If the alliance between Pyongyang and Moscow continues to deepen, North Korea could deploy up to 100,000 troops to help Russia’s war against Ukraine, according to people familiar with the assessment by the Group of 20 nations.

The analysis is part of an emerging partnership between Russian President Vladimir Putin and North Korean leader Kim Jong Un, the people said, speaking on condition of anonymity to discuss private discussions. He emphasized that such a move was not imminent and that military cooperation on this scale — if it did happen — would likely be in batches of troops rotating over time rather than in a single deployment.

Ukraine’s ambassador to South Korea made a similar assessment earlier this month.
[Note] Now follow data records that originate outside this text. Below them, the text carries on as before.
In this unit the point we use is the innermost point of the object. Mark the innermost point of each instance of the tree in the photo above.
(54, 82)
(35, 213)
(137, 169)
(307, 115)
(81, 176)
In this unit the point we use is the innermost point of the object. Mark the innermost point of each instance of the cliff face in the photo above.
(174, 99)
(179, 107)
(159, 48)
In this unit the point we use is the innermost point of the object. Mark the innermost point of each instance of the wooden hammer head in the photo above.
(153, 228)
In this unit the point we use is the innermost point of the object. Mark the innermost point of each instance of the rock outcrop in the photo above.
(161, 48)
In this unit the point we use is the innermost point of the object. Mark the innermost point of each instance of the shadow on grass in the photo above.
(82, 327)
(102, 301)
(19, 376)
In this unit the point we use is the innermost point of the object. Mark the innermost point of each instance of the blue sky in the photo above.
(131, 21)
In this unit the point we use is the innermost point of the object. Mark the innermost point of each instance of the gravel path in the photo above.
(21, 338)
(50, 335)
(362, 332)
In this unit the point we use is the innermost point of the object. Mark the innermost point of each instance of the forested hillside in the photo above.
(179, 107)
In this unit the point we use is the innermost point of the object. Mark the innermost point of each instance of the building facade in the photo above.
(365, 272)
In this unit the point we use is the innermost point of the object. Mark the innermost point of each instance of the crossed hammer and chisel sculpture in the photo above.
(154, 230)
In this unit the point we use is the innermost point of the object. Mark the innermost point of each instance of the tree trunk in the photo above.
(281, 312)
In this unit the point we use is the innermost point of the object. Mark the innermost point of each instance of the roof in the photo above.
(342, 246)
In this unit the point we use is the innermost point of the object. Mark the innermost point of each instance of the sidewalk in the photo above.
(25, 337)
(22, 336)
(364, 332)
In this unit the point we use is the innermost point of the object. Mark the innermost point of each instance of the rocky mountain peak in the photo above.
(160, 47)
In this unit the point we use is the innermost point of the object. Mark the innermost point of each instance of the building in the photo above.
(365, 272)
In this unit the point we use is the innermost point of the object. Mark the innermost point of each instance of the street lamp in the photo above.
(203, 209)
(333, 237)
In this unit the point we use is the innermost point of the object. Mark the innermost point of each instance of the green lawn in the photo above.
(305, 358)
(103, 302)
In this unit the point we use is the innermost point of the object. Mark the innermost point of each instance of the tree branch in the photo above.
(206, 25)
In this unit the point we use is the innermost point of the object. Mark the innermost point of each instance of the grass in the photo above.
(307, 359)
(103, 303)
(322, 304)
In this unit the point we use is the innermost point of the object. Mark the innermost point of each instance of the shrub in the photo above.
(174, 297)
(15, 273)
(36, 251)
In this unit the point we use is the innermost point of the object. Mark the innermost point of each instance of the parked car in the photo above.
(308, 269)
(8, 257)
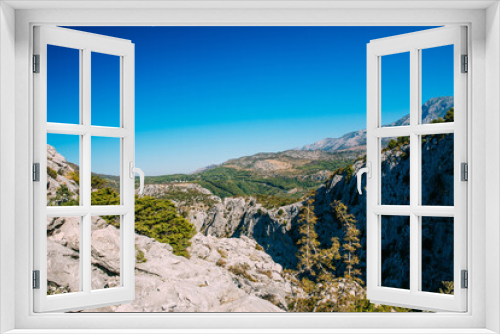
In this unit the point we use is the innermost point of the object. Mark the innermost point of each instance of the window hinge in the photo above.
(465, 64)
(464, 171)
(36, 172)
(36, 279)
(36, 63)
(465, 279)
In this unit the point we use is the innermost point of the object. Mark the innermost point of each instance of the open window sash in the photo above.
(86, 297)
(414, 297)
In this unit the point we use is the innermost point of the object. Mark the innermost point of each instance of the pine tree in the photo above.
(347, 297)
(314, 285)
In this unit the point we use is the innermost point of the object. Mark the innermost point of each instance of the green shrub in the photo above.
(155, 218)
(74, 176)
(139, 256)
(51, 172)
(159, 219)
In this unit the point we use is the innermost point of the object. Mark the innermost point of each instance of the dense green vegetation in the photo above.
(154, 217)
(240, 177)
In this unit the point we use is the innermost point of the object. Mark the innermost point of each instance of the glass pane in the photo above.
(63, 255)
(395, 91)
(105, 246)
(63, 171)
(395, 171)
(105, 90)
(63, 85)
(437, 84)
(437, 169)
(105, 171)
(437, 254)
(396, 252)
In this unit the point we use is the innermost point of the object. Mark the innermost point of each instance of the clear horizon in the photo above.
(205, 95)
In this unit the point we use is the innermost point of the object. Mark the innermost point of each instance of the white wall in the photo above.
(7, 161)
(492, 147)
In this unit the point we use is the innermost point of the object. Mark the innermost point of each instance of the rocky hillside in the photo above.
(220, 275)
(276, 229)
(431, 110)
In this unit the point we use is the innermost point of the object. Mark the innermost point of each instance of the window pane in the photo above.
(63, 171)
(63, 255)
(106, 171)
(396, 252)
(395, 91)
(105, 245)
(437, 254)
(437, 84)
(63, 85)
(437, 169)
(105, 90)
(395, 171)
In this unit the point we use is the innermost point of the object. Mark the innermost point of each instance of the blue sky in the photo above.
(208, 94)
Dmitro Ponomarenko said in an interview with VOA that Kyiv expects up to 15,000 North Korean troops to be deployed to fight in Russia’s Kursk region and possibly the occupied territories of eastern Ukraine.

Spokesmen for South Korea’s defense ministry and presidential office did not respond to requests for comment.

Kim’s decision to send North Korean troops to join Russia’s fight against Ukraine has alarmed Kiev’s allies, who have warned it could be Europe’s worst since World War II. A major conflict threatens to escalate. He believes that closer cooperation between Putin and Kim could also affect the security balance in the Indo-Pacific region, where there is growing rivalry between China and the United States.

The issue will be raised by several allies at the G-20 summit in Brazil this week, including German Chancellor Olaf Schulz, when he meets with Chinese President Xi Jinping, Bloomberg previously reported. Scholes told Putin in an unusual phone call on Friday that the deployment of North Korean troops was a “serious escalation” in the war against Ukraine.

According to German officials, Scholz will press the Chinese leader at their meeting in Rio on Tuesday to use his influence on Russia and North Korea to prevent further escalation of the war.

Officials said the North Korean deployment showed the war was becoming global and that Schulz and Xi would need to discuss this new dimension of the conflict.

Concerns were also raised by allies at the APEC meeting in Lima, Peru last week, another person said.

Xi has been the most supportive of Putin and Kim in recent years, and sees both leaders as partners in pushing back against the US-led global order. But his government has remained publicly silent on sending North Korean troops to Russia – a sign that the Chinese president may be unhappy with the arrangement.

Kim’s partnership with Putin threatens to increase economic pressure on China, just as Xi braces for a possible backlash from tariffs threatened by US President-elect Donald Trump when he returns to the White House. It also undermines Beijing’s argument that the US should not have a military alliance in the Indo-Pacific region.

China “does not allow conflict and turmoil in the Korean peninsula” and “will not sit idly by when its strategic security and core interests are threatened,” Xi told US President Joe Biden on Saturday. Duran said. Asia-Pacific Economic Cooperation Summit in Lima.

North Korea has so far sent more than 10,000 troops to fight alongside Putin’s forces in Russia’s Kursk region, where Ukrainian forces have seized part of the border since a surprise incursion in August. In return, Russia is providing money and helping North Korea build up its capabilities.

South Korea has said there is a “high chance” North Korea will demand the transfer of advanced technology from Russia – including technology related to tactical nuclear weapons, intercontinental ballistic missiles, spy satellites and ballistic missile submarines.

Along with manpower, North Korea has also sent millions of rounds of artillery and other weapons to Russia. Pyongyang has also supplied Moscow with long-range rockets and artillery systems, the Financial Times reported this week, citing Ukrainian intelligence.

Ukraine has been calling on allies for months to allow it to use Western-supplied long-range missiles to strike military targets deep inside Russia in order to attack Moscow, including the country’s energy infrastructure. Attacks can be countered.